Introduction to relevant databases for performing academic research on Russian literature
Week 2: Background on Dead Souls; Katherine Lahti. “Artificiality and Nature in Gogol’s Dead Souls” (1994) handout provided.
Week 3: Gogol Dead Souls; short in-class writing comparing two passages dealing with artificiality and nature in the novel. How does Gogol
reconcile the opposition?
Quiz on Dead Souls.
Optional out-of-class information workshop at the Frohring Library, arranged with a librarian, on how to conduct
academic research
Week 4: Introduction to Dostoevsky’s Brothers Karamazov; historical background and philosophical context; David S. Cunningham.
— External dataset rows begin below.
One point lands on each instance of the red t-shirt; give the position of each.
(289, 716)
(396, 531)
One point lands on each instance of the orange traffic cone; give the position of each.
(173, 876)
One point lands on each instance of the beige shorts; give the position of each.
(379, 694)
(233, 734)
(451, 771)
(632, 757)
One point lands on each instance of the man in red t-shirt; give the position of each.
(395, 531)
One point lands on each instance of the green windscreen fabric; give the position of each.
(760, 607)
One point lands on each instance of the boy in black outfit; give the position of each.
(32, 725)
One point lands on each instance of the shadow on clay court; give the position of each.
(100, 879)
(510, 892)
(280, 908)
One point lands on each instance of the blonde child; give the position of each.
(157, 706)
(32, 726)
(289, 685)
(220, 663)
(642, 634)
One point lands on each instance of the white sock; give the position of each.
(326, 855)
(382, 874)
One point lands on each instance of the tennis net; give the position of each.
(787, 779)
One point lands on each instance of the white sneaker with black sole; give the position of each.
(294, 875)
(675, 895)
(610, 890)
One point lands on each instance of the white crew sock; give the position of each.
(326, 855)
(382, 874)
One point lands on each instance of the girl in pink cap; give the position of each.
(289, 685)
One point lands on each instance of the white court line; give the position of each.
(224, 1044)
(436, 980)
“Dostoevsky and Nietzsche: The Hazards of Writing Oneself into (or out of) Belief” (2016) handout provided; selected readings from Nietzsche’s The Gay Science, The Antichrist, and Zarathustra, handouts provided.
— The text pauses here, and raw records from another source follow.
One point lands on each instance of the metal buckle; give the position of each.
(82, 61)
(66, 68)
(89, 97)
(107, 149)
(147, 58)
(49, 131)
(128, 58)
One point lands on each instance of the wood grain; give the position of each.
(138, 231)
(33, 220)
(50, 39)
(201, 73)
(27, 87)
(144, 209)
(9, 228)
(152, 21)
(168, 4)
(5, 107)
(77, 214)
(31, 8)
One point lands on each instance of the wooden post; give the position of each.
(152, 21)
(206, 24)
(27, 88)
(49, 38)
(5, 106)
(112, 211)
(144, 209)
Week 5: Dostoevsky Brothers Karamazov; discussion of Cunningham and Nietzsche
Week 6: Dostoevsky Brothers Karamazov; How can we summarize Dostoevsky’s moral philosophy in BK? Focus on “The Grand Inquisitor”;
Quiz on Brother Karamazov; 1st draft of short paper due.
Week 7: Background for Tolstoy’s Anna Karenina; Tolstoy’s “What is Art?”; Amy Mandelker “Beyond the Motivations of Realism: Tolstoy, the Victorian Novel, and Iconic Aesthetics” (1993) handout provided;
Final draft of short paper due.
Week 8: Tolstoy Anna Karenina; How is AK working within and deviating from the Victorian novel tradition? What moral paradigm is presented in the novel?
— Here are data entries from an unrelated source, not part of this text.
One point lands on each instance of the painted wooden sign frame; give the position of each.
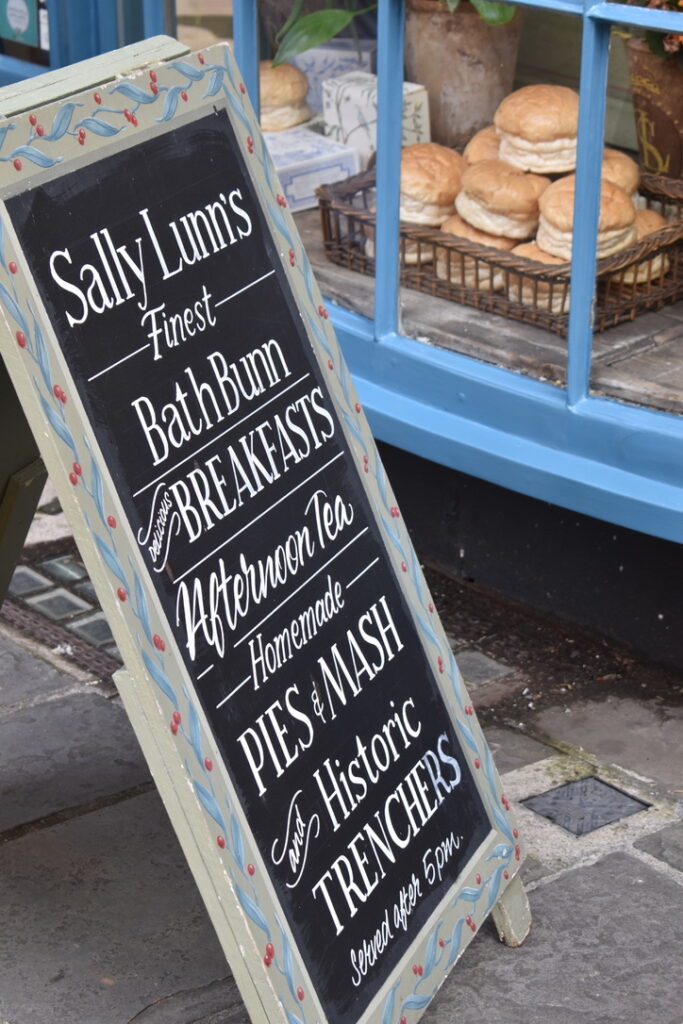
(148, 99)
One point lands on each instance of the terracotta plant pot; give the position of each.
(656, 86)
(466, 66)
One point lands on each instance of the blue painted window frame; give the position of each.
(616, 462)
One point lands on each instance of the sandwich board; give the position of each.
(286, 671)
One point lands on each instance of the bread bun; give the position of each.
(467, 270)
(615, 225)
(553, 296)
(621, 170)
(647, 221)
(483, 145)
(538, 125)
(283, 94)
(430, 177)
(500, 199)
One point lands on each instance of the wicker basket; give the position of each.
(499, 282)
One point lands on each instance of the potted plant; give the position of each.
(656, 85)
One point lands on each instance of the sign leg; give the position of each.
(512, 914)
Week 9: Tolstoy Anna Karenina; we will view parts of the recent film production of AK and compare and contrast it with the novel.
Quiz on Anna Karenina
Week 10: Background for Bely’s Petersburg; What is Symbolism? What is a Symbolist novel? Students will be assigned an article to read from Andrey Bely’s Petersburg: A Centennial Celebration edited by Olga M. Cooke, on which they will do a 5-7 minute
presentation in class.
Week 11: Bely Petersburg; Student presentations on Petersburg article
Week 12: Bely Petersburg; Student presentations on Petersburg article; Quiz on Petersburg; Background for Bulgakov’s Master and Margarita; The Soviet Period: how did literature change? what was Stalinist Terror? Students will be assigned an article to read from The Master and Margarita: A Critical Companion edited by Laura D. Weeks, on which they will do a 5-7 minute presentation in class.
Week 13: Bulgakov Master and Margarita; explore Kevin Moss’s companion website
http://cr.middlebury.edu/bulgakov/public_html/timeline1.html
Student presentations on Master and Margarita articles; 1st draft of long paper due.
Week 14: Bulgakov Master and Margarita; We will conclude the course with selected readings from recent Nobel Prize winner Svetlana Alexievich, who affirms her work — although very different in form — is in close dialogue with the polyphonic novels of Dostoevsky and Tolstoy. Final draft of long paper due.